福井康雄(本領域申請代表者)らの名大物理グループは、南米チリ共和国のラスカンパナスに我が国初の海外天文台を設置し、口径4メートルのミリ波サブミリ波望遠鏡「なんてん」による南天の開拓を進め、チリにおける観測基盤を構築した(図1)。「なんてん」の観測は、マゼラン雲の巨大分子雲の全貌を解明し(図2)、また、史上最大規模の高分解能分子雲地図(図3)を作るなどの画期的成果を挙げ、観測の乏しかった南天の研究をガイドする貴重な観測データを獲得した。



一方、山本智(本領域計画研究代表者)らの東大物理グループは、富士山頂にサブミリ波望遠鏡を設置し(図4)、サブミリ波帯広域観測を創始して星間炭素原子の分布を周波数492GHzと809GHzにおいて観測することに成功した(図5,図6)。中性炭素を主とする若い進化段階の星間雲をおうし座に発見した他、中性炭素の分布は分子雲の表面に分布するのではなく、むしろ分子雲と共存関係にあることを初めて明らかにして、単純な理論的モデルの限界を指摘するなど、先進的な成果をあげた。さらに長谷川哲夫(「マゼラン星雲大研究」領域代表者、2000年に国立天文台に移動、本領域計画研究分担者)らの東大天文グループは、口径60cmのミリ波望遠鏡をチリに設置して、一酸化炭素分子の波長1.3mmスペクトル(回転量子数J=2-1)の広域観測を行い、同じ分子の基底状態のスペクトル(回転量子数J=1-0)との比較から、分子雲の温度分布を描きだして銀河内重元素分布に勾配があることを示す手がかりを得た。

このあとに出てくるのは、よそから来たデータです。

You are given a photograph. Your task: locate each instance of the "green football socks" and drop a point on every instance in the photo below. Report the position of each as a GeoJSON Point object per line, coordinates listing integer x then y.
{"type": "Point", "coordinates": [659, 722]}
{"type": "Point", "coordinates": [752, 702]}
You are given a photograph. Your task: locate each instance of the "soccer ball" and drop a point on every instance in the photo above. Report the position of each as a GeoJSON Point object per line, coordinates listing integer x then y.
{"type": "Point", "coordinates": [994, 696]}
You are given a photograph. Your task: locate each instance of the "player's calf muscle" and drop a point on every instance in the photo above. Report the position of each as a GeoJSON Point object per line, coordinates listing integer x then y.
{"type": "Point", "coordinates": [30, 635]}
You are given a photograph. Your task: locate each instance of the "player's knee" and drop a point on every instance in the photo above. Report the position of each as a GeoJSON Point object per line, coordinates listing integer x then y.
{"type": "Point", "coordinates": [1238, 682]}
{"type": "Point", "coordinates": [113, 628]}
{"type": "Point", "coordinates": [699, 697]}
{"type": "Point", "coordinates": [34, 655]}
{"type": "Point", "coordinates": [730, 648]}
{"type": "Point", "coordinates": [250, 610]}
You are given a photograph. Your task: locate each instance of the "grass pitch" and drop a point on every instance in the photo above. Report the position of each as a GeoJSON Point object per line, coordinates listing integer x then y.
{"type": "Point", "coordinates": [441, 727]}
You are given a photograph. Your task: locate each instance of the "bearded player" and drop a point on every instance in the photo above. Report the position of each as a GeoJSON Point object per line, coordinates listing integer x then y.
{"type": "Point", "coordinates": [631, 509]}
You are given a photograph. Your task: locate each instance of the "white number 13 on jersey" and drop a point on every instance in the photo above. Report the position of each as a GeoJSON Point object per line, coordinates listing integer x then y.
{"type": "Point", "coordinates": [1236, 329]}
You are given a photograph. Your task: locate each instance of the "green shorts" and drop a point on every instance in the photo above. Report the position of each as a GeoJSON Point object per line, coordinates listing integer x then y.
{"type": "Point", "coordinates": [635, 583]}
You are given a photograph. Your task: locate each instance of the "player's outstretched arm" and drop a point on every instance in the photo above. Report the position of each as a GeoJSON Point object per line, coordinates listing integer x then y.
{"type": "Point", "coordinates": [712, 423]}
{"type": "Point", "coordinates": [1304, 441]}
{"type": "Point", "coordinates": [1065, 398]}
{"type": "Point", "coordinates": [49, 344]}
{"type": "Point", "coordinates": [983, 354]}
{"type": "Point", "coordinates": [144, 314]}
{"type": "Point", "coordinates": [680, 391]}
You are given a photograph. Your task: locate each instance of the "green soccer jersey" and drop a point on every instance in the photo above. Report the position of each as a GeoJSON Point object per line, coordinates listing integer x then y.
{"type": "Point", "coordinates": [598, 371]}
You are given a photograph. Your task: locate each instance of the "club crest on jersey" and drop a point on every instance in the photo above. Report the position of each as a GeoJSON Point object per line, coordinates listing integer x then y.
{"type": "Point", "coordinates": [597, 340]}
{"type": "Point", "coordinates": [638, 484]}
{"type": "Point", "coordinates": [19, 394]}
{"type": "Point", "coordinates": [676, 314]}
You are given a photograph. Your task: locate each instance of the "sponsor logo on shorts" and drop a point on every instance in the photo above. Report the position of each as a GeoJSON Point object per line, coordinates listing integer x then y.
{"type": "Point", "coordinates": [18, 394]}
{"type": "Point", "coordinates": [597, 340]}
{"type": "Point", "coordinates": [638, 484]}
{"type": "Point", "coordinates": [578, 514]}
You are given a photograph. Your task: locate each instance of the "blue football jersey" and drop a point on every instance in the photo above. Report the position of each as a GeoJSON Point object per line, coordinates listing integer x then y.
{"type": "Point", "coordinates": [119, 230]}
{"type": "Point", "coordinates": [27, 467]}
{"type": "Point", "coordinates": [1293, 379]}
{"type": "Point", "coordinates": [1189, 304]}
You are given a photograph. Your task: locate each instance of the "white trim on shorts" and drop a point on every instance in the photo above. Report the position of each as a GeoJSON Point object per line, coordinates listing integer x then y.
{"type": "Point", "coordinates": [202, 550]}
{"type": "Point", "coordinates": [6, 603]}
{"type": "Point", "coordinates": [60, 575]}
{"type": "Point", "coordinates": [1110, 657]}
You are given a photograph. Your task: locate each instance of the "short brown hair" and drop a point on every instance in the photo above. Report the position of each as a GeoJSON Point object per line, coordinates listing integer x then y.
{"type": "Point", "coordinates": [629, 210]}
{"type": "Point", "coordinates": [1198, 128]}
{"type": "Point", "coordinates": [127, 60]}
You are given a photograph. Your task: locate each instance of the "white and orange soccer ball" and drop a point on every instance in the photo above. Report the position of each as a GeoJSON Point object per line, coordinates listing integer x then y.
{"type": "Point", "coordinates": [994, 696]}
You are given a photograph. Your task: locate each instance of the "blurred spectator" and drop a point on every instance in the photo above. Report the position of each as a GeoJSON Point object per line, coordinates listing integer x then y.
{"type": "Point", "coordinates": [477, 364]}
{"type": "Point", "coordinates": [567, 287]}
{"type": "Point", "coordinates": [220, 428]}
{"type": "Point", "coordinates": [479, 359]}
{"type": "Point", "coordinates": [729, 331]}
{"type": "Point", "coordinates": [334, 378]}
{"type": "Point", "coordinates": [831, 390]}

これらの研究は、本領域の目指す南天研究への展望を大きく切り開き、サブミリ波天文学の本格的展開に向けた貴重な地歩を固めたものである。この基盤の上に立つ発展として、口径10メートルのサブミリ波望遠鏡ASTE(=Atacama Submillimeter Telescope Experiment)が2001年に完成し、国内での試験観測を終えて、2002年度中にアタカマ高地(図7)において稼働を始めようとしている(各大学・国立天文台協同)(図8)。


以上の計画を支える超伝導受信機の開発にも進歩があり、国立天文台、名古屋大学等における高感度ミリ波サブミリ波検出技術の開発が強力に進められ、100GHz帯からテラヘルツ帯にいたる波長域で世界最高水準の受信性能を達成し、本領域研究の基盤を提供している。